I was looking at a chart on wikipedia about the features of different compute levels. After 3.5 it appears that every following compute level is the same. Why is this?
I want to buy a gpu that is compute level 3.5 but if there is some significant difference between that and a 5.0 I want to know.
Ok it just looks like differences in performance but not in actual language features. Right now I have a GTX 960 which is of compute level 5.2. I am running my display off of it which makes it hard / impossible to debug and run some cuda programs. I wanted to buy a weaker gpu like a gtx 730 just for debugging and development purposes. The 730 is of compute level 3.5 which I think should be fine.
the Kepler’s SMX have been simplified and streamlined somewhat to become Maxwell’s SMMs.

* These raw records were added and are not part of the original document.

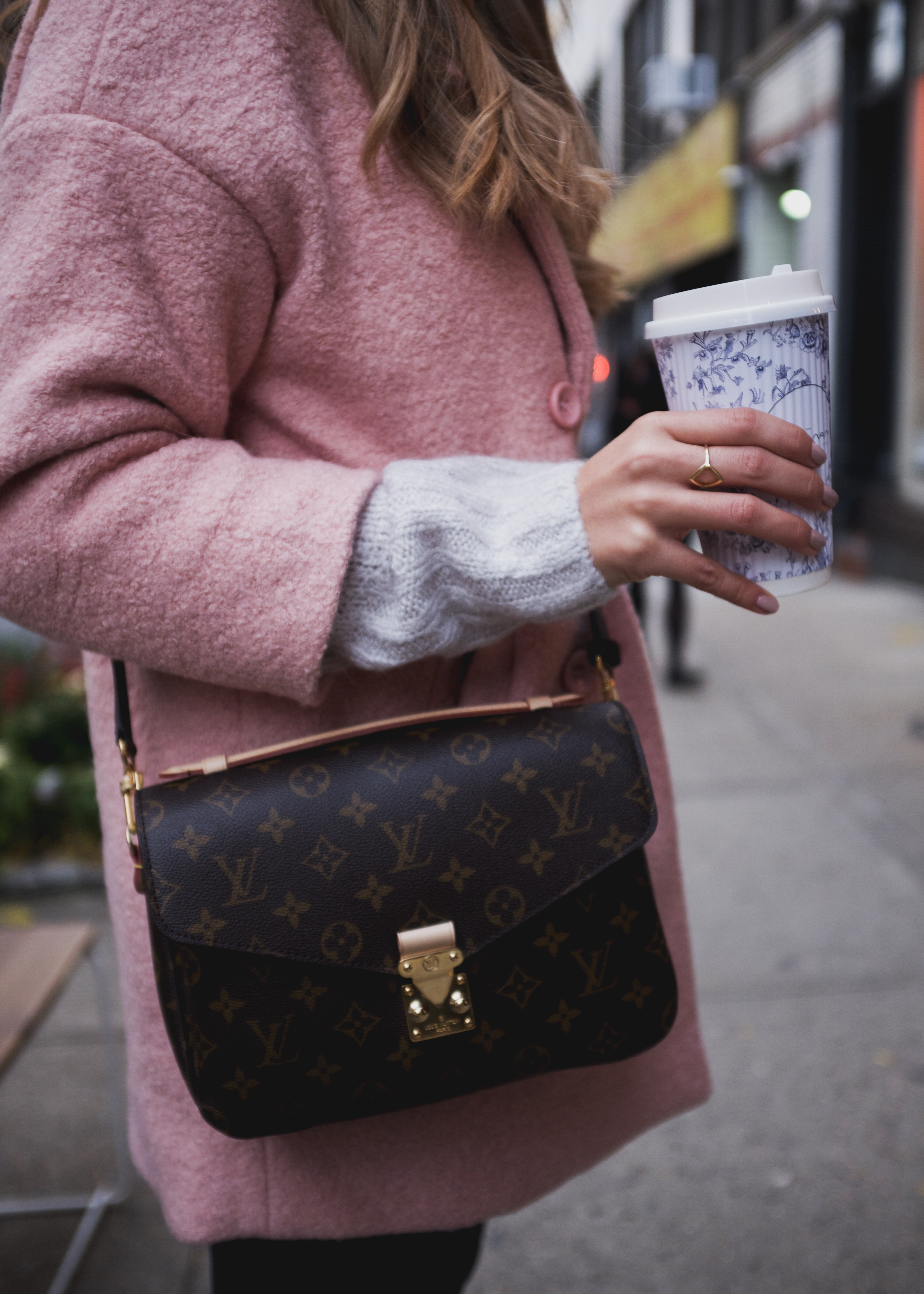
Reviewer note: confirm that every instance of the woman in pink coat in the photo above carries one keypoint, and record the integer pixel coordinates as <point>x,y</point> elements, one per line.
<point>294,360</point>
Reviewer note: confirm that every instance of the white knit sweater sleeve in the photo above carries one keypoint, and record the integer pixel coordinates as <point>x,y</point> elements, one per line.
<point>455,553</point>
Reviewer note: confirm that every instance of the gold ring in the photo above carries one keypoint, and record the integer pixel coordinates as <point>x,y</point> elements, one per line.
<point>707,466</point>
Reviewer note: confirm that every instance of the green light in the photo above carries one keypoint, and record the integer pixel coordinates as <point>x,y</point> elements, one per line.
<point>795,204</point>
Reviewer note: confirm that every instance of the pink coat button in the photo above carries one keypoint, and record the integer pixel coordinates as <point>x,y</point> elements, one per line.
<point>565,405</point>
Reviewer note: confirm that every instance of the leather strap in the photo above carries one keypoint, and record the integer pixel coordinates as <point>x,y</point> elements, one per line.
<point>601,648</point>
<point>123,719</point>
<point>601,644</point>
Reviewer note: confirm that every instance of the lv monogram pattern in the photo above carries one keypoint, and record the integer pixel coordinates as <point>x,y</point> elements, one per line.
<point>275,1046</point>
<point>276,891</point>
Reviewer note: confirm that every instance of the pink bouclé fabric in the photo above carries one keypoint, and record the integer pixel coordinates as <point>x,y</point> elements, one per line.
<point>217,333</point>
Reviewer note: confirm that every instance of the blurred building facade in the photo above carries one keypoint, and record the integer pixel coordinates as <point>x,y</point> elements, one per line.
<point>750,134</point>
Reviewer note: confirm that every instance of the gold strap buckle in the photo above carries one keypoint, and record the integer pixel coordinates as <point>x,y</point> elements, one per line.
<point>437,1002</point>
<point>131,782</point>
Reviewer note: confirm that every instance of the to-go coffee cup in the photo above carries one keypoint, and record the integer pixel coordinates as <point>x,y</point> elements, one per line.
<point>759,343</point>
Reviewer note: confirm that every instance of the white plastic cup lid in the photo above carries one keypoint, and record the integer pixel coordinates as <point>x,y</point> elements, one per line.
<point>782,296</point>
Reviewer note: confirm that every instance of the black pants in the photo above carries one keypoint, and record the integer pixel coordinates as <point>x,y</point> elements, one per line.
<point>439,1261</point>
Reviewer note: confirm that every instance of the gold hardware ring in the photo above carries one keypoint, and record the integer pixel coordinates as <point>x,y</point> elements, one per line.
<point>707,466</point>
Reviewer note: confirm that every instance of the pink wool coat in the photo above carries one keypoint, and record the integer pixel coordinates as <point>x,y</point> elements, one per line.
<point>215,334</point>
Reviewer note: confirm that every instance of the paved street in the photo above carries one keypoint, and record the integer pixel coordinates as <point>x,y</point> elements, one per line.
<point>800,781</point>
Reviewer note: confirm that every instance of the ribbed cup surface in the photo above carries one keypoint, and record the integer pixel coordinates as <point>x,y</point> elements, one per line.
<point>784,369</point>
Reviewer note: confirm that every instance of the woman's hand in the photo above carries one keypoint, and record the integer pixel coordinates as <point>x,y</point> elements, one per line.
<point>639,504</point>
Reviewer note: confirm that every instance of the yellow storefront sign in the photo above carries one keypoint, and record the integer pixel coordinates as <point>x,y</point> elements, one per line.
<point>677,212</point>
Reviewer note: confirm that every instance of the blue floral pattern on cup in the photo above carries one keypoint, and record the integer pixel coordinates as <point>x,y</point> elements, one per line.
<point>782,368</point>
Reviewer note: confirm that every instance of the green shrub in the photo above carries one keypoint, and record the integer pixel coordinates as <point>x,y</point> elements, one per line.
<point>47,790</point>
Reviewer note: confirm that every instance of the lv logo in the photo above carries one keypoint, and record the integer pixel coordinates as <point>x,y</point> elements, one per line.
<point>272,1054</point>
<point>240,886</point>
<point>567,808</point>
<point>407,852</point>
<point>596,971</point>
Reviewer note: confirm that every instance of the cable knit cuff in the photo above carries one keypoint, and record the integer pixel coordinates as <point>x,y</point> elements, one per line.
<point>455,553</point>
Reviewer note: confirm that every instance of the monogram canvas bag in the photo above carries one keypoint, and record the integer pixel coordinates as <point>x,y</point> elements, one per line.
<point>395,914</point>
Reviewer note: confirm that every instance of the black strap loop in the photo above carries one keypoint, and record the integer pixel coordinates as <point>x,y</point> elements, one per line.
<point>123,719</point>
<point>601,644</point>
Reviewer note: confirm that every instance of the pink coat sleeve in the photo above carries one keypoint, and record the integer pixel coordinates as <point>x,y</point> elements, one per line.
<point>135,294</point>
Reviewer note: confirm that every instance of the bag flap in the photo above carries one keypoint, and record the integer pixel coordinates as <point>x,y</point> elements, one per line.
<point>325,855</point>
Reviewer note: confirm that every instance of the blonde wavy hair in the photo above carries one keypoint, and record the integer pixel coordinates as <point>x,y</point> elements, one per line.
<point>468,95</point>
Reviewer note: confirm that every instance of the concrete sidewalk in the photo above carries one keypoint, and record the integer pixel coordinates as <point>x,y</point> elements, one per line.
<point>802,804</point>
<point>802,807</point>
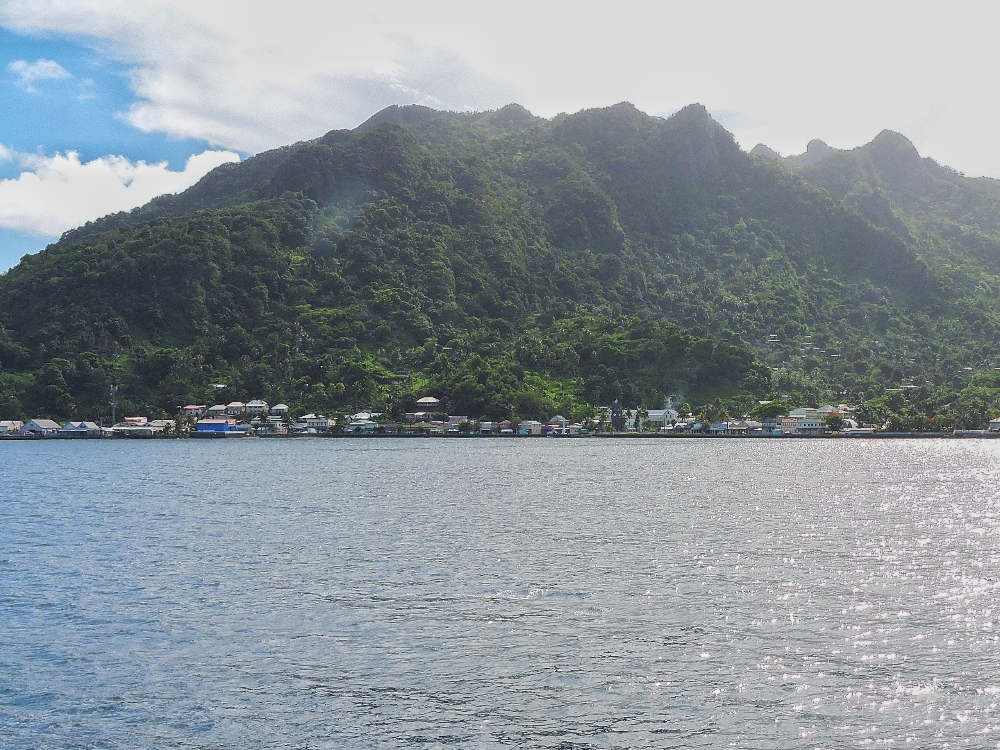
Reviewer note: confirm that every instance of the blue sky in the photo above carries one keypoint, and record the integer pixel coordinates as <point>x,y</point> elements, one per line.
<point>105,104</point>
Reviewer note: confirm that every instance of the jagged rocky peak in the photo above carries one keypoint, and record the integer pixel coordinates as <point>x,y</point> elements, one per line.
<point>817,149</point>
<point>766,152</point>
<point>891,145</point>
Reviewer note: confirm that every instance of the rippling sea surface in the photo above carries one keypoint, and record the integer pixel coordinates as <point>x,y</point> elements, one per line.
<point>499,593</point>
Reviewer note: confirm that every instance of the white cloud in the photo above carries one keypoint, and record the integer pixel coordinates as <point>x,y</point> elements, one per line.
<point>57,193</point>
<point>40,70</point>
<point>785,72</point>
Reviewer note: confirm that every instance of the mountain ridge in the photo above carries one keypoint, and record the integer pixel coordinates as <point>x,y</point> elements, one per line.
<point>497,236</point>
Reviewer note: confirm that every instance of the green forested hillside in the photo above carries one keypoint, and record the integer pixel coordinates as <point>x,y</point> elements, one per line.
<point>512,266</point>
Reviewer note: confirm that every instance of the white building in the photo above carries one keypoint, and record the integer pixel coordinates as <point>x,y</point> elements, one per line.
<point>80,429</point>
<point>529,427</point>
<point>10,427</point>
<point>235,407</point>
<point>41,428</point>
<point>256,407</point>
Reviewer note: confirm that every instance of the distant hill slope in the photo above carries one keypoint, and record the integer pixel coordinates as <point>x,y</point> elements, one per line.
<point>518,266</point>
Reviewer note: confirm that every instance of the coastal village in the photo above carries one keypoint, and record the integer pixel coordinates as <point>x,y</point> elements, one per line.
<point>257,418</point>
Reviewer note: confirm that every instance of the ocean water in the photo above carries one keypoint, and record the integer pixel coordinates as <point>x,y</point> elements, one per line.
<point>500,593</point>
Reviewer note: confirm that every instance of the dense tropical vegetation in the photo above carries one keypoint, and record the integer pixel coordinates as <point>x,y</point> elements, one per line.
<point>515,266</point>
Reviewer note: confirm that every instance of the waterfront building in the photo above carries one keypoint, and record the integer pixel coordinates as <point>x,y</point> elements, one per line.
<point>10,427</point>
<point>41,428</point>
<point>256,407</point>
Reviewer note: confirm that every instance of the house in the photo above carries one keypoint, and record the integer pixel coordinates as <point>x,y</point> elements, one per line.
<point>810,425</point>
<point>80,429</point>
<point>559,425</point>
<point>529,427</point>
<point>41,428</point>
<point>212,427</point>
<point>661,417</point>
<point>804,411</point>
<point>428,403</point>
<point>10,427</point>
<point>141,427</point>
<point>256,407</point>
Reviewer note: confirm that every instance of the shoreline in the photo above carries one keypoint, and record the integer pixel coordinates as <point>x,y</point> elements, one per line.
<point>968,435</point>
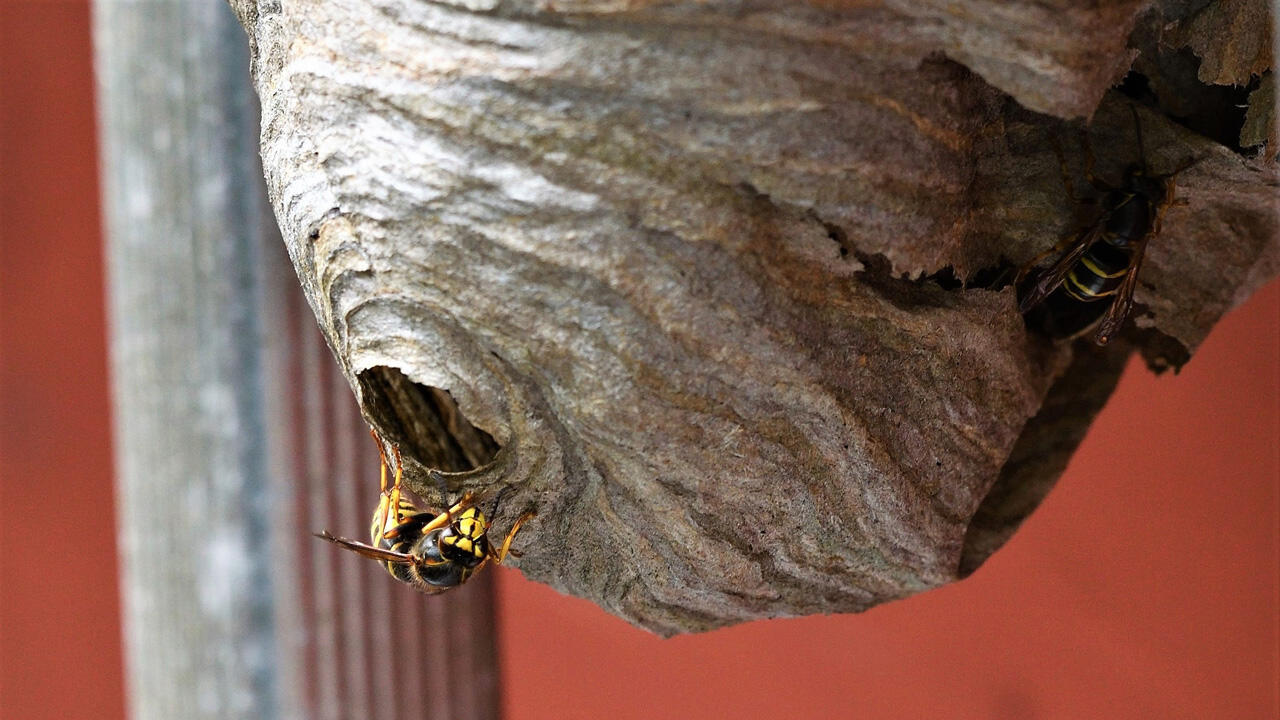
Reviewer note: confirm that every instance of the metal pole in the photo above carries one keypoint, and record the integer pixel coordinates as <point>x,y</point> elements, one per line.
<point>236,434</point>
<point>184,213</point>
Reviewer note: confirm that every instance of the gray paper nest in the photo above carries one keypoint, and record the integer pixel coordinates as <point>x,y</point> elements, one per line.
<point>698,279</point>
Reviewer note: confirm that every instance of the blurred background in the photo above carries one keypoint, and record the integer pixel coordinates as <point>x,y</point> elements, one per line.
<point>1146,586</point>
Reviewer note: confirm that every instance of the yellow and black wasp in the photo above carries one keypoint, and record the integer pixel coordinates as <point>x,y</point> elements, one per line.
<point>430,551</point>
<point>1102,260</point>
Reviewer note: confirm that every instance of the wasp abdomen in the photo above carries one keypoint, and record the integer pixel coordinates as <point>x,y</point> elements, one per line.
<point>1101,269</point>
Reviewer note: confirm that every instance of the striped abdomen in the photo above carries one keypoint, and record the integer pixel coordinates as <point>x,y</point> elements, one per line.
<point>1101,270</point>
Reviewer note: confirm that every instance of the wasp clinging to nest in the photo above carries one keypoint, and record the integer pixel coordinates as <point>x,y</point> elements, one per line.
<point>1102,260</point>
<point>432,551</point>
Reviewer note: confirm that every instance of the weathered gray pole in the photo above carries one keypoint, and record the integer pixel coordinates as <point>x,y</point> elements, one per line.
<point>183,218</point>
<point>236,436</point>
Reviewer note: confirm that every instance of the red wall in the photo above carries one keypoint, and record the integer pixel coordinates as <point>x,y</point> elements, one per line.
<point>1144,587</point>
<point>59,600</point>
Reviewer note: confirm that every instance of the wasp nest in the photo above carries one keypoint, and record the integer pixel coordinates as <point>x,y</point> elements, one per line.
<point>722,290</point>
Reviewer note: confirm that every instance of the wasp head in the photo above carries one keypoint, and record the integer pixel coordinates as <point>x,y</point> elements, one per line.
<point>465,541</point>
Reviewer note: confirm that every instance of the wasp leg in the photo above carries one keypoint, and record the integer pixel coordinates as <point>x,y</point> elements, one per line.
<point>506,543</point>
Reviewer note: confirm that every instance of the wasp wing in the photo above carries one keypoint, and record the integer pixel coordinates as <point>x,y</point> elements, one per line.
<point>1119,310</point>
<point>1048,281</point>
<point>368,550</point>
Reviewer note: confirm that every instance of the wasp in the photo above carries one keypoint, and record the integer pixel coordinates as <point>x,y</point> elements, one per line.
<point>1101,261</point>
<point>430,551</point>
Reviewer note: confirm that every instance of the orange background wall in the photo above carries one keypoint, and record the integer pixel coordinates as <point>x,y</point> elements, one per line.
<point>1144,587</point>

Anything you see in this table as requiring “Multiple instructions” in 5.4.1 Table 2, column “5.x”, which had a fixed number of cycles in previous compute models was removed in the transition from SMX to SMM.
SIMD video instructions were removed as a hardware feature. Hardware instruction for count of leading zeros and most significant non-sign bit was removed as a hardware feature, same for 32-bit integer multiply, multiply-add, extended-precision multiply-add.
Also the instruction scheduler was simplified greatly. Now the compiler has to provide extra control words indicating data dependence and timings, instead of complex circuitry on the GPU figuring this out at run time using methods such as scoreboarding.
Could you point to the part of the CUDA documentation that you are referring to? Sometimes documentation is buggy, too, and there is neither a debugger nor a regression test one can run on documentation …
Clearly lists the number of operations per clock cycle as 32 for Compute 3.x and as “Multiple Instructions” for Compute 5.x architectures. This seems to imply that a hardware instruction was replaced by a software emulation requiring multiple instructions.
“count of leading zeros”, a.k.a. __clz(), has been a two-instruction sequence ever since the FLO instruction was added in sm_20. Prior to that it was a five-instruction sequence if I recall correctly.
So “multiple instructions” would be correct for count leading zeros, across all currently supported architectures. “most significant non-sign bit” would appear to be a reference to the FLO instruction itself? If so, that is obviously a single instruction. I do not know how the throughput of FLO has changed between architectures, it is certainly possible that its throughput has been lowered in sm_5x.
While the document does not indicate that hardware support was removed, NVIDIA may want to clarify the description to avoid misunderstandings since functionality does not seem to have changed all the way from sm_20 and sm_52 with regard to these operations (performance may well have changed).
I’ve filed a bug internally at NVIDIA to refer to this. Having said that, I’m not entirely sure what is being referenced by the “Multiple instructions” listed under cc5.x, so it may be possible that there is some logic here, although it’s not entirely evident.